Additionally, blood becomes symbolic for family connections in both novels; as a result, both novels blur the lines between “family” and “companions.” Leonard Wolf, notes how “the blood exchange represents every variety of sexual union: men with women, men with men, fathers with daughters, mothers with sons, women with women” (3). Jewelle Gomez creates a protagonist and family structure that is not based so much on traditional hereditary lines, but through “blood” lines that are based on the passing of vampiric powers from one to those who are deemed to be worthy of becoming part of the “family”.

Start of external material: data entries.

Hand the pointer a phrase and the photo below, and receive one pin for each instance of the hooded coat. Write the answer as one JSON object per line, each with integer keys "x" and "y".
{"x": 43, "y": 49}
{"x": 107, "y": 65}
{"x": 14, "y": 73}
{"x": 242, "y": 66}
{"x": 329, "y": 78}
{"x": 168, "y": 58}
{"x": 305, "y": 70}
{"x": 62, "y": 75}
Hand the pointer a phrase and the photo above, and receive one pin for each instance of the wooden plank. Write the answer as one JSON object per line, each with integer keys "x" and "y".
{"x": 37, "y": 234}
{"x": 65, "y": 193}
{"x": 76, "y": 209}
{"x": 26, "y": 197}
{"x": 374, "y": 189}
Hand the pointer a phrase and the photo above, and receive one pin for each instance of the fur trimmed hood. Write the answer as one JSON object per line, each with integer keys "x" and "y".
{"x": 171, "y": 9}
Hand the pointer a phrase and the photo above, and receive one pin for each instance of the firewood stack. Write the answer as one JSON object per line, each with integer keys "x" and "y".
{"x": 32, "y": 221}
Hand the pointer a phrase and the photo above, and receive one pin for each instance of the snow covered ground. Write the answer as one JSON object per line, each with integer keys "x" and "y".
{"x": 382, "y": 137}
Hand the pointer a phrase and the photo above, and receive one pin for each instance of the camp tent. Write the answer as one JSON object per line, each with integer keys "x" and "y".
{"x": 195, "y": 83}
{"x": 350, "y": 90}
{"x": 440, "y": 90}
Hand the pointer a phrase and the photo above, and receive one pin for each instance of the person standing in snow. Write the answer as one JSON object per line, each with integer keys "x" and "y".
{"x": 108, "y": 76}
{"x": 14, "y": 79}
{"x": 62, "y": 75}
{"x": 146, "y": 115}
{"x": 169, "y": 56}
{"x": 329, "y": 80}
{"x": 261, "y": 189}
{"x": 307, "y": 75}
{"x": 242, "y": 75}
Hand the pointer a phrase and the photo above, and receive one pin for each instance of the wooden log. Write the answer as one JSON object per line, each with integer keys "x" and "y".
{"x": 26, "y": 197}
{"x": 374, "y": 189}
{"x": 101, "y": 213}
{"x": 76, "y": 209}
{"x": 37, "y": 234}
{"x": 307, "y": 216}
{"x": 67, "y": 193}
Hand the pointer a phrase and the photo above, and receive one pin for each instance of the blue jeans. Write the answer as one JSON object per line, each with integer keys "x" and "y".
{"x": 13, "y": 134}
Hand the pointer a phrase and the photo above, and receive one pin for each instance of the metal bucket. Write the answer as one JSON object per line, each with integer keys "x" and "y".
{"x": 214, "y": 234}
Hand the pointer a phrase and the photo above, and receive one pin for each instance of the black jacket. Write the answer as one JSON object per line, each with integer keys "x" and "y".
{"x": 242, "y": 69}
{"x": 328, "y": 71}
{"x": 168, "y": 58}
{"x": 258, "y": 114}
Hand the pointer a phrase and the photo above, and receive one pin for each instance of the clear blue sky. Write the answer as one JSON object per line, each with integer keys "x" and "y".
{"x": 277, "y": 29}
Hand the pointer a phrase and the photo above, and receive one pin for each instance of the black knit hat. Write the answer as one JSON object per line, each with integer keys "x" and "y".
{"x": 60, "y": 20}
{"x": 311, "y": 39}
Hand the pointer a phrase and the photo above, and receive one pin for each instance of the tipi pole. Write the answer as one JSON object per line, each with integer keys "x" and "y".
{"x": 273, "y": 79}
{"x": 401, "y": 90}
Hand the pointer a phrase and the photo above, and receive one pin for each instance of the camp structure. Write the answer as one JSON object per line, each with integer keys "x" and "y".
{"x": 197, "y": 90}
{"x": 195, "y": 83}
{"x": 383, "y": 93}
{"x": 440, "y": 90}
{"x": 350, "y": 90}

Gilda, who begins as “Girl,” a young Black girl escaping from slavery in 1850, is taken in and adopted by the first Gilda, a mysterious white woman who owns a brothel in New Orleans, and by Bird, a Lakota woman who is the first Gilda’s companion. The Girl, who becomes the second Gilda, is not only a vampire, but a lesbian who spends much of her long life-span seeking out companionship and family among others who are like herself, vampire and queer. With blood as the lubrication ecstasy, the vampire’s touch is a source of pleasure and desire, albeit a forbidden one, and possibly one that resembles the taboo of menstrual blood. Such transgressions are welcomed in Gomez’s version of vampire contact, where Gilda’s interactions with her “victims” are an exchange of sustenance and pleasure. “For the vampire’s victim, rather than ending up dead and drained, is infused with life, is made holy, set apart from the mediocrity of the so-called living, who are really the dead” (Frueh 305).
For Butler and Gomez, a distinction is made between the consuming people to create dependency and terror, and sharing and exchanging energy and one’s life with those who are human, thereby transforming the vampire myth into something far more profound than that seen in traditional horror novels. For both writers, vampire existence is about communion with humans, and honoring those who are not of the same species as vampires.